Chemical Activation as a Pathway to Enhance Monoclinic Sulfur Loading on Carbon Fiber Matrices for Li-S Battery Cathodes

In recent decades, there has been a notable surge in demand for energy storage, driven by widespread adoption of electric vehicles, portable electronics, and the global shift towards energy generation from renewable sources. While lithium-ion batteries (LIBs) dominate the current energy storage market, alternatives to state-of-the-art LIBs are being sought as LIBs are expensive, rely on non-abundant materials, and offer a limited energy density of approximately 250 Wh/kg. Lithium-sulfur (Li-S) batteries present a promising alternative with a theoretical capacity ten times higher than that of LIBs (1675 mAh g⁻¹) and a theoretical energy density of 2500 Wh/kg. However, sulfur cathodes face challenges such as low cycle life, poor rate capability, polysulfide shuttling, and incompatibility with carbonate electrolytes. Various approaches have been explored to mitigate the phenomena of polysulfide formation and shuttling which includes nanoconfinement of sulfur, attaching sulfur to an organic backbone. In addition to these methods, recent studies indicate that the monoclinic phase of sulfur enables a single-step reaction from S₈ to Li₂S during cycling, avoiding intermediate polysulfides and resulting in stable cycling for over 1000 cycles. In this work, we report the loading of monoclinic sulfur onto electrospun polyacrylonitrile (PAN)-derived carbon fiber (CF) mats for use as cathodes in Li-S batteries. We demonstrate that KOH activation of these CF mats significantly enhances the loading of monoclinic sulfur, achieving a nearly four-fold increase. Consequently, Li-S cells fabricated with these activated and sulfur-loaded CF mats, paired with a low-cost carbonate electrolyte and lithium metal anode, achieved a specific capacity of 970 mAh g^-1 at 1C (areal capacity of 1 mAh cm^-2).
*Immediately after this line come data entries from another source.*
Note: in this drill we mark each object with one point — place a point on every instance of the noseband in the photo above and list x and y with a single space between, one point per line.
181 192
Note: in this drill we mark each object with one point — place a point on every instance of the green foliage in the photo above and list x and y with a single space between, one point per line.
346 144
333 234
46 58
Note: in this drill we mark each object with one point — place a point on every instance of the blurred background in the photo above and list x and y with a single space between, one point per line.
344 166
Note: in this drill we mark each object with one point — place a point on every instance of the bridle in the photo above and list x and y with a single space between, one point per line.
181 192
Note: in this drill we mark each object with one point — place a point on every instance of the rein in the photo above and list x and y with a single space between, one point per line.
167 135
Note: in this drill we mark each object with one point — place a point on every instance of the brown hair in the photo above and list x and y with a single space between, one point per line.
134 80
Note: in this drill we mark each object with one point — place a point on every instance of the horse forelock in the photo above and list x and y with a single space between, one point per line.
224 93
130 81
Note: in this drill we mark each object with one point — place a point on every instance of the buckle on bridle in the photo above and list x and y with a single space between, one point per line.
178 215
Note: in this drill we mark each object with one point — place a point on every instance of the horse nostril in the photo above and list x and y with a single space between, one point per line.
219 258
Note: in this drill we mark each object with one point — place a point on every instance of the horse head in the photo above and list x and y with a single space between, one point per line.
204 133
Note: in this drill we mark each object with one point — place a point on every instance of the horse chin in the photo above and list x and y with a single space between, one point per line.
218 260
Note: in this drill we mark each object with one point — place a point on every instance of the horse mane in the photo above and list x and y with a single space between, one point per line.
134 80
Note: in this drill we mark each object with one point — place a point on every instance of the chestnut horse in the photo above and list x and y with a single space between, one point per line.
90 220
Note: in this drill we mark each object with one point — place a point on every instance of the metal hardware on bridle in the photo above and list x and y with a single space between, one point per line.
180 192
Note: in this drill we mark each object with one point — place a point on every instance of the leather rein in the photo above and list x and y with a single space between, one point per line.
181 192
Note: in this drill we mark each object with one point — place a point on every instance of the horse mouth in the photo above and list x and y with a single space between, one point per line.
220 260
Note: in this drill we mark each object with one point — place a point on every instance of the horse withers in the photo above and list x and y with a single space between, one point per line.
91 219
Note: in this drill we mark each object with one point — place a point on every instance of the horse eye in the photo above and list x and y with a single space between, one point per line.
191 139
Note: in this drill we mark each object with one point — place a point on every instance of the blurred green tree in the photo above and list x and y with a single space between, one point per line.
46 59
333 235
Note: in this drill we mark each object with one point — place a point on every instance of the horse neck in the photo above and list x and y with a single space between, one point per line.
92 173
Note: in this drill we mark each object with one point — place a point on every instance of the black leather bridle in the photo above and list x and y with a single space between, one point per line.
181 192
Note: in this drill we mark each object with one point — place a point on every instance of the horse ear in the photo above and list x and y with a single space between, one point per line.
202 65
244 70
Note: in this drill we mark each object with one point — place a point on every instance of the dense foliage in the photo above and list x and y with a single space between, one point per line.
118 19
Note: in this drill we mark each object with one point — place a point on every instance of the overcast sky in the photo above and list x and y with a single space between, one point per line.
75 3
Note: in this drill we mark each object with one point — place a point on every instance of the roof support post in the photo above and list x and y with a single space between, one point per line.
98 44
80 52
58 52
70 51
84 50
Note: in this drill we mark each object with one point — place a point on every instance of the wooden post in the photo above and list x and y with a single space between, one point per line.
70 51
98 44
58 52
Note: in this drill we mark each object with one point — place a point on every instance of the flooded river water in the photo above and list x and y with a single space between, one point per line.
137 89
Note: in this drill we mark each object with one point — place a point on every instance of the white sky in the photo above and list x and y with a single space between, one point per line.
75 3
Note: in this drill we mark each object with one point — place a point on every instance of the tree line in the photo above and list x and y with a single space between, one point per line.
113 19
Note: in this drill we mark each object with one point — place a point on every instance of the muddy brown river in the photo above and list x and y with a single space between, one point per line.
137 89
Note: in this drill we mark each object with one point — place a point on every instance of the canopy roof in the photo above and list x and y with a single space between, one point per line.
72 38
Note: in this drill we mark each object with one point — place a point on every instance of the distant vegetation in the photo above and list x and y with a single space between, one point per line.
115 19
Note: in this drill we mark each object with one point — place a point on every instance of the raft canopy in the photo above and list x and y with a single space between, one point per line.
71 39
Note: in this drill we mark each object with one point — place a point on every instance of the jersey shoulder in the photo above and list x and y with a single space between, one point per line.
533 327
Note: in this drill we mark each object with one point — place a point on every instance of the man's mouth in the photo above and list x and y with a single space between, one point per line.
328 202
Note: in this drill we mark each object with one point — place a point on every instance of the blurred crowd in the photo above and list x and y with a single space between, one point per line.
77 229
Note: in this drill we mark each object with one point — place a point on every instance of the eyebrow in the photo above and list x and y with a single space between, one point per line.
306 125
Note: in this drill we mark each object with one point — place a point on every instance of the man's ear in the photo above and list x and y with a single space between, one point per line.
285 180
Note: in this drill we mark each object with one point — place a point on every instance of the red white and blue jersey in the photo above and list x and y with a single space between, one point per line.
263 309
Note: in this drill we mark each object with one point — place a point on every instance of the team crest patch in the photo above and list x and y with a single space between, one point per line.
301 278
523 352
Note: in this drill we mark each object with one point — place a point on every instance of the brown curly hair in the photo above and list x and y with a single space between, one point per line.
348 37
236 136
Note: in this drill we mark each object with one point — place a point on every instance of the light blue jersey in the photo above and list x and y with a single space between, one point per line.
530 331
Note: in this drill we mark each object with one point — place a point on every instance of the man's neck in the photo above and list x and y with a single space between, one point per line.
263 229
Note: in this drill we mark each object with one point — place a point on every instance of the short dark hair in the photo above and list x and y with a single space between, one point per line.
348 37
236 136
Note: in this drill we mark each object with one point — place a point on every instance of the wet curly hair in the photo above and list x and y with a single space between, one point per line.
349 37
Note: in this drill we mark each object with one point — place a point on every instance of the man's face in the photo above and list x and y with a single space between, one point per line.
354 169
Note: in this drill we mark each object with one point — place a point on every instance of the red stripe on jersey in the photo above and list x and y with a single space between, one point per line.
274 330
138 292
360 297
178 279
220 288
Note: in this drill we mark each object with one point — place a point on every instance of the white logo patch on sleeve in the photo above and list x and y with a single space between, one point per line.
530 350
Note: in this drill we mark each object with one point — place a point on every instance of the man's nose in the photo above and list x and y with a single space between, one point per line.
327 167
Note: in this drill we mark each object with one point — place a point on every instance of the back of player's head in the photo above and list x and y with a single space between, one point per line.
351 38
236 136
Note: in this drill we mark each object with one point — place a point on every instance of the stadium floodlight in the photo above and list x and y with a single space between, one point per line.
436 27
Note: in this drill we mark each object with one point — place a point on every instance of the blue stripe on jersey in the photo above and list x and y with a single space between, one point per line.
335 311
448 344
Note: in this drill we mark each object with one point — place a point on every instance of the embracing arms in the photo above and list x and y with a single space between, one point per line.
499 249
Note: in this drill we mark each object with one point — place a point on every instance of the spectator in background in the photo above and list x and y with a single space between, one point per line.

The cells retained 91% of their initial capacity after 1000 charge-discharge cycles without the need for sulfur confinement. Additionally, the cells delivered a specific capacity of 400 mAh g^-1 at a C-rate as high as 40C. These findings suggest that activated CFs with non-confined monoclinic sulfur have significant potential for the commercialization of Li-S batteries using cost-effective carbonate electrolytes.